The debtor took out over $33,000 in student loans between 1989 and 1995. Thirteen loans were made through the Federal Family Educational Loan Program (FFELP), and five were made directly through the Department of Education (DOE). She reportedly made no voluntary payments on the FFELP loans, and had defaulted on all of them by 2001. She made one attempt to seek forbearance, by which she could reduce or postpone her payment obligations, but never attempted to restructure or modify the payment terms of the loans. The DOE garnished the debtor’s wages for its five loans. The debtor reportedly claimed that she thought the garnishment covered all eighteen loans. The FFELP creditor was apparently unable to garnish her wages because of the DOE’s garnishment order.

The debtor filed for Chapter 7 bankruptcy in January 2009, seeking discharge of all of the loans. She testified to the bankruptcy court that she suffers from multiple chronic medical conditions and physical injuries, which have impeded her efforts to find employment. The Brunner test, named for Brunner v. N.Y. State Higher Educ. Servs., 831 F.2d 395 (2nd Cir. 1987), requires a debtor to show inability to maintain a “minimal standard of living” if forced to continue loan payments, circumstances that make the current situation likely to persist for much of the repayment period, and “good faith efforts” at repayment.
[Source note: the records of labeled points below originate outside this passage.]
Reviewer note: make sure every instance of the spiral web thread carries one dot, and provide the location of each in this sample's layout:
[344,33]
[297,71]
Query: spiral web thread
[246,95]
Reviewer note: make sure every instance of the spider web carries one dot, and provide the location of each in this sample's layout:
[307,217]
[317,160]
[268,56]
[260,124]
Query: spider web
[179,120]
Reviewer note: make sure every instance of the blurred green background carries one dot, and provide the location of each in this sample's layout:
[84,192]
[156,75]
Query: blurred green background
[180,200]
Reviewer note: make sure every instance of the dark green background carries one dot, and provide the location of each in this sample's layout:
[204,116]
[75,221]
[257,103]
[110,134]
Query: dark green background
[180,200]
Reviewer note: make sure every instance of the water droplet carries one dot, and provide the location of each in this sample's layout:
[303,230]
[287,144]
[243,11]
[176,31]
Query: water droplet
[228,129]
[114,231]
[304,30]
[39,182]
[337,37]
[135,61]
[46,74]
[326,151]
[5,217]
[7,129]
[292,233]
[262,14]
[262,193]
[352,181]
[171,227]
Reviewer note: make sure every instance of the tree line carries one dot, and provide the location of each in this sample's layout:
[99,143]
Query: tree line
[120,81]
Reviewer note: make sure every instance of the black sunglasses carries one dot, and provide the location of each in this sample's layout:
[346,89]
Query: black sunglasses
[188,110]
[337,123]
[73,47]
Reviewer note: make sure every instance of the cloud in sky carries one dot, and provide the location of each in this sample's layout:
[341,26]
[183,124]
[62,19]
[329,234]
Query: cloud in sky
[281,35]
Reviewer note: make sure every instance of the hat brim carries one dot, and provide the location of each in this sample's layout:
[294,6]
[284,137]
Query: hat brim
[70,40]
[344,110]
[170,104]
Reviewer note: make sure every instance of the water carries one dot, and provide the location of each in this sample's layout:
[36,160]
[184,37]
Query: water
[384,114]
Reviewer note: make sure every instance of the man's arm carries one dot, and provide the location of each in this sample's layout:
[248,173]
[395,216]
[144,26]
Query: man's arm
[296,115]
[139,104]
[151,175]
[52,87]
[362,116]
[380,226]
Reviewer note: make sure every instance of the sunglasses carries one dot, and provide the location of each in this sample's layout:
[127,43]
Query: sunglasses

Id. at 396.

The FFELP creditor filed an adversary proceeding opposing discharge. It claimed that the loan balance was $95,404 as of January 2011. The bankruptcy court discharged the DOE loans, but not the FFELP loans, finding that the debtor had satisfied the first two parts of the Brunner test, but not the third.

The court found that the debtor was eligible for a plan to consolidate her loans, and that the creditor had recently advised her of this. She did not take advantage of the plan, however. No single act or omission proved a lack of good faith. Instead, the pattern of default, failing to restructure or seek forbearance, and failing to enroll in programs that would ease the payment burden cumulatively established a lack of good faith.

The debtor filed a pro se appeal, but the BAP affirmed the bankruptcy court’s ruling. It held that, while the debtor had made good-faith efforts to find employment and manage her expenses, the weight of the evidence supported a finding that she did not make good-faith efforts at repayment.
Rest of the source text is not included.